One of the advantages of smart farms is the ability to supply agricultural products to urban consumers quickly and safely. Given that 46.8% of the rural population in Korea is over 60 years old, the smart farm industry needs to enhance its competitiveness through the integration of ICT (Information Communication Technology) and BT (Biotechnology) to address the decreasing agricultural population and the aging workforce [9].

3.2. Tangerine Production and Fruit Distribution Market

Tangerines produced in the Jeju region are typically classified into various types based on cultivation methods: field-grown tangerines, greenhouse-grown tangerines, rain-sheltered field-grown tangerines, and late-harvest varieties such as Hallabong, Cheonhyehyang, and Jinjihyang. This study focuses on field-grown tangerines, which account for a significant portion of tangerine production but have faced declining cultivation areas and income. Specifically, the study aims to explore the potential contribution of supply stability in the storage sector, which is expected to play a role in stabilizing supply and demand [10,11].
Generally, prices of primary products like tangerines fluctuate daily, weekly, monthly, and seasonally. While price volatility research has been extensively conducted for vegetables and animal products, more research needs to be done on fruits like tangerines [12]. The changing domestic and international conditions have expanded the price determination function in the domestic agricultural market through intense competition, potentially leading to positive effects on resource allocation efficiency [13,14]. However, in the case of farm products like tangerines, without public sector intervention, complete price determination through perfect competition may exacerbate supply instability and price volatility due to factors such as seasonal changes and supply uncertainties [15]. Due to seasonal factors and supply instability, Jeju tangerines are characterized by significant annual price fluctuations. Therefore, since 1996, Jeju Special Self-Governing Province has implemented policies to regulate tangerine shipments through the “Ordinance on Tangerine Production and Distribution” [16].
High price volatility in agricultural markets increases uncertainty and risk, ultimately leading to income instability for farmers. Furthermore, price volatility can result in inefficient resource allocation and distortions in resource distribution and income redistribution functions. Thus, it negatively affects all economic agents involved in tangerine production, distribution, processing, and consumption [17].
Research on price volatility has mainly focused on financial assets in financial markets (exchange rates, interest rates, stock prices, etc.), with theoretical advancements achieved.
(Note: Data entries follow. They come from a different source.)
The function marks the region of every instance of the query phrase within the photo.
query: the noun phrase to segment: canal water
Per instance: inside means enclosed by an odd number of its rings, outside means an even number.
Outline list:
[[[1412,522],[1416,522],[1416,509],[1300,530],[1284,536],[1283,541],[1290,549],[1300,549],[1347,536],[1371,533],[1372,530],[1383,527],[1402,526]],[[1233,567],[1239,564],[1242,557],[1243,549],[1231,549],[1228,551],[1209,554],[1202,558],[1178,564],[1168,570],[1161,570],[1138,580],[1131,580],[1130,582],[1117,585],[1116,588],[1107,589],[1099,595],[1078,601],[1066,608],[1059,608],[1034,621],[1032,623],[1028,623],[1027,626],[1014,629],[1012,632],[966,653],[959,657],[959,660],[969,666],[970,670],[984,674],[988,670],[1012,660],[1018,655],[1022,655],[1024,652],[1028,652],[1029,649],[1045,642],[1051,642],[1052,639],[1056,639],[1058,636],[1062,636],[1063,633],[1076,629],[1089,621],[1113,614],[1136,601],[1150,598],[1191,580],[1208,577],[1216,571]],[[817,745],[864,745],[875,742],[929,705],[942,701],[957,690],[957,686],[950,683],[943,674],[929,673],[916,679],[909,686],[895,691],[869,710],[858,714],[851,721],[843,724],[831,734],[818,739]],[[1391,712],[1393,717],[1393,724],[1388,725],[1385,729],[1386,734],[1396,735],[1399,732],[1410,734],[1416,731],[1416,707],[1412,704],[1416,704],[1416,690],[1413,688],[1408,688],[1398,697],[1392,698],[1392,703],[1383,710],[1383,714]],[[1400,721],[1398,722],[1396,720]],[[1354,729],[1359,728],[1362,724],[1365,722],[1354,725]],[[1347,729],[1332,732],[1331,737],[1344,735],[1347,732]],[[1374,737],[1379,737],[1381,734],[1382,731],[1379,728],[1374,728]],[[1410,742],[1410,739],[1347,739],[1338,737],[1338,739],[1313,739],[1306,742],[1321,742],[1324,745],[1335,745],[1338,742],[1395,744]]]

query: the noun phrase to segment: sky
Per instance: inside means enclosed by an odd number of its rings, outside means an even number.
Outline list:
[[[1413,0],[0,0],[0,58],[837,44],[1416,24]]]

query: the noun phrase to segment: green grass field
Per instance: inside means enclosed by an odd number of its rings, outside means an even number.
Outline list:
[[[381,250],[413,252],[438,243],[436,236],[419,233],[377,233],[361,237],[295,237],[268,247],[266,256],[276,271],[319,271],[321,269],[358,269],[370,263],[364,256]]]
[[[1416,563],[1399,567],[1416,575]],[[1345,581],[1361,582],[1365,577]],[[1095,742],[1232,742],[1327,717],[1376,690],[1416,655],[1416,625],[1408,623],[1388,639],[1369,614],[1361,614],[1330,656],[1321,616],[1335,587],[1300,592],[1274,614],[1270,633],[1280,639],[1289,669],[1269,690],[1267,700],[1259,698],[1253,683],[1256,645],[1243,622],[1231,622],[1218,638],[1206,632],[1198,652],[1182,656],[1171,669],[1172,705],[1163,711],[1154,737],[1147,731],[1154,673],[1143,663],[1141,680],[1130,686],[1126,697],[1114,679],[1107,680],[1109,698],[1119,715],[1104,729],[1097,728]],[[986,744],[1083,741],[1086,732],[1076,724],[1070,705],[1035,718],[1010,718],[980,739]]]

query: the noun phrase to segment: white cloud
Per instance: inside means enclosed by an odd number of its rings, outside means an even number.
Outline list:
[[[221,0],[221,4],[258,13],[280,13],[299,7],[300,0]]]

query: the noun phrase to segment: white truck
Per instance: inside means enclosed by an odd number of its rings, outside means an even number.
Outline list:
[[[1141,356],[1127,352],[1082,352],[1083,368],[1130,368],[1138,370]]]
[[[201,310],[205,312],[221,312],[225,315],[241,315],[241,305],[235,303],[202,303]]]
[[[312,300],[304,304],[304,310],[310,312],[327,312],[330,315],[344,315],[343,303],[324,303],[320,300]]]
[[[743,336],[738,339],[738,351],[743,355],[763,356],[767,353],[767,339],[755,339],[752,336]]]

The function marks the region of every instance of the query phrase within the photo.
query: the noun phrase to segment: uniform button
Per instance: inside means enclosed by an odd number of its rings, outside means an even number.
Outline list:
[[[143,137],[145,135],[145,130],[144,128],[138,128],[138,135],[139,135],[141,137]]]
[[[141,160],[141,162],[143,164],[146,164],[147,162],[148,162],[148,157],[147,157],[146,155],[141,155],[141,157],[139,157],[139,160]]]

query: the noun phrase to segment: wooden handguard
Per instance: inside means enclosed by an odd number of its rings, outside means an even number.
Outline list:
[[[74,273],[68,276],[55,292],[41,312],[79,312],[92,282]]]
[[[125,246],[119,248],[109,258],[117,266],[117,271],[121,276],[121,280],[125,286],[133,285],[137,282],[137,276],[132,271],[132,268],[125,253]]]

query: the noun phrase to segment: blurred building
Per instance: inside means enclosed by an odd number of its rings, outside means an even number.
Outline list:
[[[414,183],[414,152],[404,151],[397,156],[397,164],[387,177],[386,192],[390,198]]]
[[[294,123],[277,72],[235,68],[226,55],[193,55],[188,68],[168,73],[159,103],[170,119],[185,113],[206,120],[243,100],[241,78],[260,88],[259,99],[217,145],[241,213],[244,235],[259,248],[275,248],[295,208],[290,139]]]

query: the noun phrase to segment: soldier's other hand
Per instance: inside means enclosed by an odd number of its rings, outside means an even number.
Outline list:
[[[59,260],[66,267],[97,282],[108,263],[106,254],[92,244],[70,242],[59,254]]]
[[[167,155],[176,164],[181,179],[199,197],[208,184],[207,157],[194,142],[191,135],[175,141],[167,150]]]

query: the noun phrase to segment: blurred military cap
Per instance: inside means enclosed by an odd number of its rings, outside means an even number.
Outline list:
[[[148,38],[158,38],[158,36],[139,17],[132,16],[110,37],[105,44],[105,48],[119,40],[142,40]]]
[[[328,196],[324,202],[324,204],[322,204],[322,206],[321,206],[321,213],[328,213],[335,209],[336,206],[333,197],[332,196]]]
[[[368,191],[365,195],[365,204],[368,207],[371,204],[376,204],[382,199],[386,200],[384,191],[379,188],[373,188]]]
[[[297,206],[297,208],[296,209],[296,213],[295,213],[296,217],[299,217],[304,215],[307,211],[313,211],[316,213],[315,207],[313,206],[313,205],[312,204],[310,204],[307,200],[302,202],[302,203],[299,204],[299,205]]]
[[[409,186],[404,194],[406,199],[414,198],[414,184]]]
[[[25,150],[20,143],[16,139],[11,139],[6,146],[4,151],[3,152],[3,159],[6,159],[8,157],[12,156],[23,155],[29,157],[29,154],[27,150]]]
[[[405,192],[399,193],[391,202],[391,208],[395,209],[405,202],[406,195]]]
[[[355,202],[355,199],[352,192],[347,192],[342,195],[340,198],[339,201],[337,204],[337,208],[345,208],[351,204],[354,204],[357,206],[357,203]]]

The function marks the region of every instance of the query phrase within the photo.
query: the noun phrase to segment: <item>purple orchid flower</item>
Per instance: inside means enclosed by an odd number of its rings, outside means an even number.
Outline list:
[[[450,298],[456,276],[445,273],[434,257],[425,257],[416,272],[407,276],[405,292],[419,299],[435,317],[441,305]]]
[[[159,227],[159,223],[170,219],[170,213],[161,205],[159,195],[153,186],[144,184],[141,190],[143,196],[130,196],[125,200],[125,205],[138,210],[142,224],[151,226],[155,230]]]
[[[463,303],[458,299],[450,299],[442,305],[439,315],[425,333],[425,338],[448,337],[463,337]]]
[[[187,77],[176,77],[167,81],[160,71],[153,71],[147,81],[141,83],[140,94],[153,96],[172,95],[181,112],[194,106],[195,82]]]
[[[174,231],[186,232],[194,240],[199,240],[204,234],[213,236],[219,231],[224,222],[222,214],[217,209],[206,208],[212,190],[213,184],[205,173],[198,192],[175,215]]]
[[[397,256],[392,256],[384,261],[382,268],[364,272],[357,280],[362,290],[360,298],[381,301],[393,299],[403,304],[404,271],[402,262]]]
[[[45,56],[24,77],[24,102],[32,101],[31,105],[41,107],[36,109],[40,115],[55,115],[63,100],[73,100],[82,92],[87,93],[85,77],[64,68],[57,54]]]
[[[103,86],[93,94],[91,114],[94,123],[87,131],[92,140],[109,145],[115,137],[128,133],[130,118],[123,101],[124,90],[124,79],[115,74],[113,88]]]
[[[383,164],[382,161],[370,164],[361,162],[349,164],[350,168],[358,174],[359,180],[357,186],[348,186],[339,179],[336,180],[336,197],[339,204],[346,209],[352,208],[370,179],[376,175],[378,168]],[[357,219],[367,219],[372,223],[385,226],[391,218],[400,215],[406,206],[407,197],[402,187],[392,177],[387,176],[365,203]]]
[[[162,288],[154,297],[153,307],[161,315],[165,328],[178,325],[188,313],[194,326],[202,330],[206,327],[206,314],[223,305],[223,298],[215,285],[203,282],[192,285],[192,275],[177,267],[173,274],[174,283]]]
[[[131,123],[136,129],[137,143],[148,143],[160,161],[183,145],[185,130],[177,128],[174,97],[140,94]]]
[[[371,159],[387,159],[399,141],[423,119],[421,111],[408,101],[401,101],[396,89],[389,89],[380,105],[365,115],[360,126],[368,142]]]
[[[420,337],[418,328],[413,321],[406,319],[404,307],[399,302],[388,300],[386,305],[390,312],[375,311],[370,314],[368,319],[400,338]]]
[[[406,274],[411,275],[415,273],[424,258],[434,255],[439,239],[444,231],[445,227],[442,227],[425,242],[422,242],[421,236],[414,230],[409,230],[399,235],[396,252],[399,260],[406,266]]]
However, despite relatively fewer studies conducted in agricultural markets, research in this field has progressed since the early 2000s, starting with Kang’s study [18], followed by research mainly focused on vegetable and animal product markets.

3.3. Deep Learning and Big Data Analysis

Big data is defined as data with large volume, high velocity, and high diversity, enabled by advancements in storage technology, cost reduction, and the advent of the internet and mobile era. This has made it technically feasible to generate and maintain big data. It has been increasingly utilized across various industries, where user and consumer behavior information is collected and analyzed to inform business strategies. Furthermore, ongoing research and development efforts in academia continue to contribute to the advancement of big data by developing methods, tools, and technologies for its utilization [19].
The growth of big data has spurred research and development in techniques and technologies for data analysis. In particular, the continuous advancement of computing power and the growth of big data have fueled efforts to commercialize and practically utilize machine learning, which was once primarily confined to academic research [20].
Machine learning, a field of computer science, aims to realize computers’ ability to learn in a way similar to human learning capabilities. It involves fitting empirical datasets into specific models, training them, making predictions, and improving their performance over time. Machine learning algorithms are designed not to execute commands based on strictly defined conditions but to make predictions or decisions based on input data [21].

3.4. PyCaret Library

PyCaret is an open-source machine learning library based on Python that is designed to automate machine learning workflows. It allows users to easily and quickly create and deploy models. With just a few lines of code, it enables data preprocessing, model training, parameter tuning, model comparison and ensemble, and model analysis, catering to users ranging from beginners to experts.
PyCaret is an open-source library for automating machine-learning workflows with minimal code [22]. A machine learning workflow refers to the flow of all stages, from task definition and model development to model deployment. The first stage, task definition, involves defining a solution to a problem within a specific business context and understanding the data. The second stage, model development, involves preparing the data for processing through machine learning models, using techniques such as object detection and machine learning libraries for fruit grading algorithms, and building models and infrastructure. Finally, models are deployed and maintained for operational use in the model deployment stage, often involving additional data collection for future model iterations [23].
PyCaret supports various machine learning algorithms, allowing users to experiment with multiple models quickly without writing complex code. Additionally, it enables automatic model selection and tuning through AutoML (Automatic Machine Learning) functionality. PyCaret is a valuable tool for data scientists, analysts, and developers to rapidly prototype, test, and deploy models into production environments. Users working in Python can quickly get started and find more information and usage examples through PyCaret’s official documentation and online resources.
Using PyCaret can leverage the following key features:
  • Data preprocessing: it automatically handles processes such as handling missing values, feature scaling, encoding, and data splitting.
  • Model training and selection: it easily trains various machine learning models and compares them to select the optimal model.
  • Hyperparameter tuning: it optimizes model performance through grid search or random search.
  • Model analysis: it provides various tools (e.g., confusion matrix, ROC curve) for evaluating and analyzing model performance.
  • Model deployment: this feature enables the easy deployment of created models, either through providing APIs or integrating them into web applications.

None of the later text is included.